Rex Warburton's very Bad Day
By Matt Ahlschwede
Edited by Bryan Gahagan
From dreamless suspended animation to blazing oblivion, Rex Warburton was about to have a very bad day. Soon, his life as one of the best scouts in the Astrophysical Survey would be over, and he would be marooned on a distant, alien world. The journey to the Cat's Paw Nebula was nearing its halfway point, and Commander Warburton was being reanimated for some housekeeping and maintenance chores. Ace, Rex's holographic companion had just switched on to greet him.
The Starbreaker’s navigational system, Octavia, detected a gravitic storm too late to avoid. The Starbreaker shook against the outer edge of the storm. Equipment scattered. Cabinets flung open. The organic waste bioreactor toppled on its side. Rex, thrown against the polycarbonate shelving, wedged himself between the shelves and his loosened stasis pod and stiffened.
Everything went dark.
Projected by a hovering drone, Ace purred, and tried to calm the stricken explorer. Ace knew all there was to know about Rex. His biorhythms, his peccadilloes, his love of chocolate, his thoughts about The Planetary League. Her personality programmed to perfectly compliment his. Curious, passionate about life, a lover of nature, and impulsive. The perfect Planetary Surveyor’s Assistant, Ace and Rex shared an intimate bond built over countless expeditions.
Rex heard two words out of the softening darkness, “Hyperspatial Discontinuity.” And again. And a third time.
“Oh, fuuuuudge!”, said Warbutron.
“Now is not the time for chocolate,“ Ace cocked her head.
“No,” in time with Octavia, “Hyperspatial Discontinuity”, The nav computer added, “ in 3...2...1..."
The universe imploded, everything turned inside-out. Seconds ticked by, or eons, time had no meaning here.
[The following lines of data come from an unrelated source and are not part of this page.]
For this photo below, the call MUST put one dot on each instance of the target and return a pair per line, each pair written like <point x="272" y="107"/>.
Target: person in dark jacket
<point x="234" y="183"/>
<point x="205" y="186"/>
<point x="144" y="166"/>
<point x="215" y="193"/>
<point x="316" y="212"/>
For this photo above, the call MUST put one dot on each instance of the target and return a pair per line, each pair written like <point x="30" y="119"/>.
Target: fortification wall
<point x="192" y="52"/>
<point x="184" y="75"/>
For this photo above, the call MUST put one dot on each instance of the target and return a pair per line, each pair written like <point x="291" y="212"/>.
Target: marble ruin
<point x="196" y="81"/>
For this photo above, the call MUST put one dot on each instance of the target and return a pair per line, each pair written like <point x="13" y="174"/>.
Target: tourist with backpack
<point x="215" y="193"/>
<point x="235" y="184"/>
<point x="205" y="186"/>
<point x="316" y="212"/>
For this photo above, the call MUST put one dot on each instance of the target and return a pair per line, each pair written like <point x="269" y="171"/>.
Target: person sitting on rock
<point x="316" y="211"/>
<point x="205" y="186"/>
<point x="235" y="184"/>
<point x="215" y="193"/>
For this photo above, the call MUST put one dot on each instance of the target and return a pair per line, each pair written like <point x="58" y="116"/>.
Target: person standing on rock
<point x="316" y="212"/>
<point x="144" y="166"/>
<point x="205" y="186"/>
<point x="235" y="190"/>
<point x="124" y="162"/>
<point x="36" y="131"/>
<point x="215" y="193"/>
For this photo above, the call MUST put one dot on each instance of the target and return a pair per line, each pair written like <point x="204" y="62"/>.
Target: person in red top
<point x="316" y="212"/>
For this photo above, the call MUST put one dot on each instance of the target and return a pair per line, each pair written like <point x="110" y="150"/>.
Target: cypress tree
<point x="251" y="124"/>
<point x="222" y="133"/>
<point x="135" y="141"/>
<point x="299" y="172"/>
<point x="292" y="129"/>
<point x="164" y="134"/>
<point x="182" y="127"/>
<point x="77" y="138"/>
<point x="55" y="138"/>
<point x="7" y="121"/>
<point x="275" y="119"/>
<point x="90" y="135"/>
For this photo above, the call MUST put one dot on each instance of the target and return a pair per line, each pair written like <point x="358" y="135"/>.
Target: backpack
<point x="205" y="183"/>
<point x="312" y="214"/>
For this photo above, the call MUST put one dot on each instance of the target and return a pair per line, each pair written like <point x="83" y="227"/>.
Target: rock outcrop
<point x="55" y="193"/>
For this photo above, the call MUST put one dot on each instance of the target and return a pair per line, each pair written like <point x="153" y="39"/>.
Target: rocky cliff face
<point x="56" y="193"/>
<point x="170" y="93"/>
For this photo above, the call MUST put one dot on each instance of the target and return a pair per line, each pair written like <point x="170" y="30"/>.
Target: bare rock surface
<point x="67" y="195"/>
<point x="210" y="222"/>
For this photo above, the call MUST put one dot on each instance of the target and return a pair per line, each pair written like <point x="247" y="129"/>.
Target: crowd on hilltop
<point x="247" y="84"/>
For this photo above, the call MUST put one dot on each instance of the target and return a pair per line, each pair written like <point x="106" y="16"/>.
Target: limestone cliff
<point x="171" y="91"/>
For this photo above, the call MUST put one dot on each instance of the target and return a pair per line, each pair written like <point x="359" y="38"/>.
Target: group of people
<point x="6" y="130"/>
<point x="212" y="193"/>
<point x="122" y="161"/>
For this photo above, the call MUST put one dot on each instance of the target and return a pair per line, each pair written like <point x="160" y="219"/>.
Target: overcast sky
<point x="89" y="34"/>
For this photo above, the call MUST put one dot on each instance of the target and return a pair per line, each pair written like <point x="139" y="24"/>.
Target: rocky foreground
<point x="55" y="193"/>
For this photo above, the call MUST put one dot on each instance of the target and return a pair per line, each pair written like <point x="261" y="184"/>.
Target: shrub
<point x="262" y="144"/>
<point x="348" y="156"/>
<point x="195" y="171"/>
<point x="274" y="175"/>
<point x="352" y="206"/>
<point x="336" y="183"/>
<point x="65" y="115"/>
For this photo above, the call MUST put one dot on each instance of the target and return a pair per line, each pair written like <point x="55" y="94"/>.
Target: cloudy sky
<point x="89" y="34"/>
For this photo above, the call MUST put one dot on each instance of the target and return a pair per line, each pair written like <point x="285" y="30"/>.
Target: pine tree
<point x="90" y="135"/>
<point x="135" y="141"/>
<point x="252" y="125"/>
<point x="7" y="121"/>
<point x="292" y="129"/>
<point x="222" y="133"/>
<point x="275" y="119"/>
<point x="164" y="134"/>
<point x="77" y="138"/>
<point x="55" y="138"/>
Rex thought he had died.
"If I'm dead, why is my heart so loud?"
He discovered that there is a sensation more jarring and traumatic than traversing a hyperspatial discontinuity, and that is traversing such a discontinuity while conscious.
Then the Starbreaker’s main systems rebooted.
The discontinuity had ended.
Rex cursed and not for fudge.
“Rex, honey?” Ace soothed, “Octavia put the ship in safe mode. I'm pretty sure we were just scattered halfway across the Sagittarius Gap and then instantly reassembled into more or less our original configuration."
Alarm klaxons started sounding. Ace made herself as cute as possible, kneeled beside Rex, and "massaged" his forehead as Rex's neural interface relayed a haptic feedback signal to his brain.
"I missed you, baby.", she cooed to Rex.
"Hate to interrupt you right now", said Octavia, "but, we are in a bit of a situation. You'd better get ready for impact."
Rex quickly strapped himself back into his crash-couch and asked, "Where are we?"
Octavia began to give a status report, "That hyperspace rift knocked us way off course. I'm trying to get my bearings, but there isn't anything like this in any of my charts. . ."
Time stood still as the Starbreaker ripped apart, the main engine pod sheared off the aft of the ship. Smoke poured from the entrance to the cargo bay. The shriek of rending plastanium was eclipsed only by the deep thunder of impact as Rex’s stasis pod tumbled end over end.
Warburton stood up and looked around. Surrounded by the burning wreckage of The Starbreaker, Ace's drone rose into the air, already surveying. The gravity was a bit under one standard gee. From horizon to horizon there was a vast sea of wreckage . The Starbreaker had not been a large ship, and she was now surrounded by the wrecks of all manner of other craft, some Rex recognized, and many he did not. Here and there, large trees with hollow trunks poked out of the wreckage, and a massive mound of hair, that looked more like a haystack with eyes rooted around. Three brilliant moons hung in the sky, one green, one white, and one copper in hue. "Looks like this is home now.", he said to nobody in particular.
Regaining some composure, Rex raised a fist, stumbled ahead and said, “Bless this wreck, in the name of the Planetary League, I come in peace.” Yelling again into the dusty green sky, “I come in peace!”